Dottoressa Tacconelli dell'Aoui di Verona: «Ecco le terapie anti-Covid»

La professoressa è stata ospite del consueto aggiornamento del presidente del Veneto Luca Zaia sull'emergenza coronavirus ed ha spiegato alcuni studi clinici portati avanti per combattere la malattia

 

Ha avuto un ospite importante l'appuntamento di oggi, 25 maggio, organizzato dal presidente del Veneto Luca Zaia per informare i cittadini sull'avanzamento dell'emergenza coronavirus in regione. Oltre a Zaia, oggi era presente anche la dottoressa Evelina Tacconelli, professoressa ordinaria di malattie infettive nella scuola di medicina e direttrice della clinica delle malattie infettive dell'Azienda ospedaliera universitaria integrata di Verona. «Ha maturato una grande esperienza nelle cure per il Covid, anche quelle sperimentali», ha dichiarato il presidente regionale perlando della dottoressa Tacconelli».

Prima di cedere il microfono alla professoressa, Zaia ha letto gli ultimi dati a disposizione della Regione Veneto sulla diffusione del coronavirus nel territorio. «È dal 10 aprile che abbiamo dati positivo - è stato il commento di Luca Zaia - Stiamo guardando con attenzione quello che accadrà in questi giorni, anche perché giovedì saranno ormai passati 10 giorni dalle aperture concesse il 18 maggio. Guardiamo con attenzione ma anche preoccupazione e procederemo con la massima cautela perché il pericolo non è finito».

La notizia del giorno è stata poi la richiesta che verrà avanzata dal presidente del Coni Giovanni Malagò di spostare i Mondiali di Sci di Cortina del 2021 al 2022. Una proposta appoggiata anche dal presidente del Veneto. «Penso che lo spostamento sia la soluzione migliore - ha detto Zaia - Non sarebbe giusto svolgere l'evento senza il pubblico per il rischio di nuove reinfezioni. Inoltre, sarebbe positivo per noi anche in vista delle Olimpiadi invernali del 2026».

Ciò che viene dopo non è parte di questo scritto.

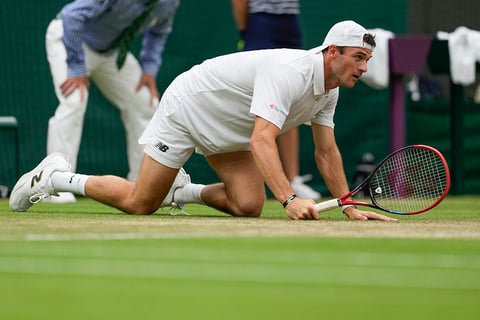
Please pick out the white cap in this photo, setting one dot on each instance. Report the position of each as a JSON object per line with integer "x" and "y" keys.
{"x": 347, "y": 33}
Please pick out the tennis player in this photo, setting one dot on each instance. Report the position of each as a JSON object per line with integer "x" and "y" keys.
{"x": 231, "y": 109}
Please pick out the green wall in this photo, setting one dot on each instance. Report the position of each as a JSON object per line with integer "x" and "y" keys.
{"x": 202, "y": 29}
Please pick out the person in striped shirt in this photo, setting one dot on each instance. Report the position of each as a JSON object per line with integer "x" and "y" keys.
{"x": 82, "y": 44}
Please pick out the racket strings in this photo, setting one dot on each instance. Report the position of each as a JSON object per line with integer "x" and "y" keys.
{"x": 409, "y": 181}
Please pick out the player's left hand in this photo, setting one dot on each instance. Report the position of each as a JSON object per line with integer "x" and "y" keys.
{"x": 355, "y": 214}
{"x": 302, "y": 209}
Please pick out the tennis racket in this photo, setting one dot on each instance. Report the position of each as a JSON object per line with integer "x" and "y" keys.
{"x": 411, "y": 180}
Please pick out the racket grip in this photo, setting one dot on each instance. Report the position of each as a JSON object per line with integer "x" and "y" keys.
{"x": 327, "y": 205}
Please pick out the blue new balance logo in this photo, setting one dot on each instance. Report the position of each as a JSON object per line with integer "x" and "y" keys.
{"x": 36, "y": 179}
{"x": 162, "y": 147}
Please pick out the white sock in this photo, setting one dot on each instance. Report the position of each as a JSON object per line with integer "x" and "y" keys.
{"x": 69, "y": 182}
{"x": 189, "y": 194}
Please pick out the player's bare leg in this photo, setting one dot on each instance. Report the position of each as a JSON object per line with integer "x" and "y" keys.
{"x": 242, "y": 192}
{"x": 143, "y": 197}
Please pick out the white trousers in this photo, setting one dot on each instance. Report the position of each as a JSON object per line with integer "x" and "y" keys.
{"x": 66, "y": 125}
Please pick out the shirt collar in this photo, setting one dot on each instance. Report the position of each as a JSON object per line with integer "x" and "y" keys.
{"x": 318, "y": 72}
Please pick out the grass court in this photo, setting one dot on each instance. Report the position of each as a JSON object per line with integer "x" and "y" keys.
{"x": 89, "y": 261}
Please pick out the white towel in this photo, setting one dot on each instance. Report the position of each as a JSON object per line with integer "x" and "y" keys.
{"x": 464, "y": 49}
{"x": 378, "y": 72}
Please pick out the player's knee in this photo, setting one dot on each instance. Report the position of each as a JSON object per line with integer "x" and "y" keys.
{"x": 249, "y": 209}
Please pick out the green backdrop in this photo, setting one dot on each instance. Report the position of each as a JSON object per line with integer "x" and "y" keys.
{"x": 202, "y": 29}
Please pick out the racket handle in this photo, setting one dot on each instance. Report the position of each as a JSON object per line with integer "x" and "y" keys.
{"x": 327, "y": 205}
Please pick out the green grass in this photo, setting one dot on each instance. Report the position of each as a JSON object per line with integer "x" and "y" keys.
{"x": 86, "y": 261}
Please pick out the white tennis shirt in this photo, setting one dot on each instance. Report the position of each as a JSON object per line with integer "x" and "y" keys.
{"x": 215, "y": 103}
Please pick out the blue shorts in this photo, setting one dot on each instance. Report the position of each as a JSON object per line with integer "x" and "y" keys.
{"x": 270, "y": 31}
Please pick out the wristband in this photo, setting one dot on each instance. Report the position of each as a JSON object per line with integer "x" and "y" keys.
{"x": 289, "y": 199}
{"x": 347, "y": 206}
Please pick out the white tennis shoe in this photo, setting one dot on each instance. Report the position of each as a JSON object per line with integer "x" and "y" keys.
{"x": 36, "y": 185}
{"x": 181, "y": 180}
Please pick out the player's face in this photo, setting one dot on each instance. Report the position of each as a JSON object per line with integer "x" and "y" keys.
{"x": 350, "y": 65}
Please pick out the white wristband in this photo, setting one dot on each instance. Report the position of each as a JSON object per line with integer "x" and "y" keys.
{"x": 347, "y": 206}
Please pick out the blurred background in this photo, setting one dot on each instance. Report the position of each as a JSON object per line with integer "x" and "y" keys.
{"x": 204, "y": 29}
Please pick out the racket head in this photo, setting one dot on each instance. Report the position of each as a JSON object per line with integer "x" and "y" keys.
{"x": 411, "y": 180}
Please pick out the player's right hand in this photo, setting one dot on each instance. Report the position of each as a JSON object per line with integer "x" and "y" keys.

Dopo le domande al presidente Zaia da parte dei giornalisti, la professoressa Tacconelli si è seduta al centro della scena e ha fatto il punto della situazione su come si sta affrontando Covid-19 in Veneto. «Le terapie sperimentali, che si effettuano solo ed esclusivamente in studi clinici, ci hanno permesso di capire che questa malattia è diversa da quella che ci aspettavamo all'inizio ed è diversa da una normale influenza - ha dichiarato al dottoressa Evelina Tacconelli - È una malattia a fasi e con problematiche su più organi, quindi non solo i polmoni, ma anche il cuore, il midollo osseo ed altri. A Verona stiamo svolgendo più di 25 studi su Covid-19, oltre al co-coordinamento di altri 4 studi clinici multicentrici in Italia. Grazie a questi studi abbiamo scoperto che la terapia può essere diversificata con farmaci diversi. Ad esempio, coordiniamo uno studio dell'Oms a Verona che ci offre la possibilità di usare degli antivirali, tra cui è incluso il Remdesivir, insieme all'interferone, in pazienti che si trovano in una fase iniziale della malattia. Con l'ospedale Sacco di Milano, poi, coordiniamo un altro studio che per la prima volta unisce un antivirale e gli immunomodulatori, così da poter combattere il virus e abbassare le difese dell'organismo per evitare una iperreazione. Ma lo studio più interessante di tutti ci permette di approcciare alla malattia in un modo nuovo e cioè a domicilio, quindi cerchiamo di portare la terapia a casa del paziente il più presto possibile. Questo studio comincerà domani ed includerà anche Avigan».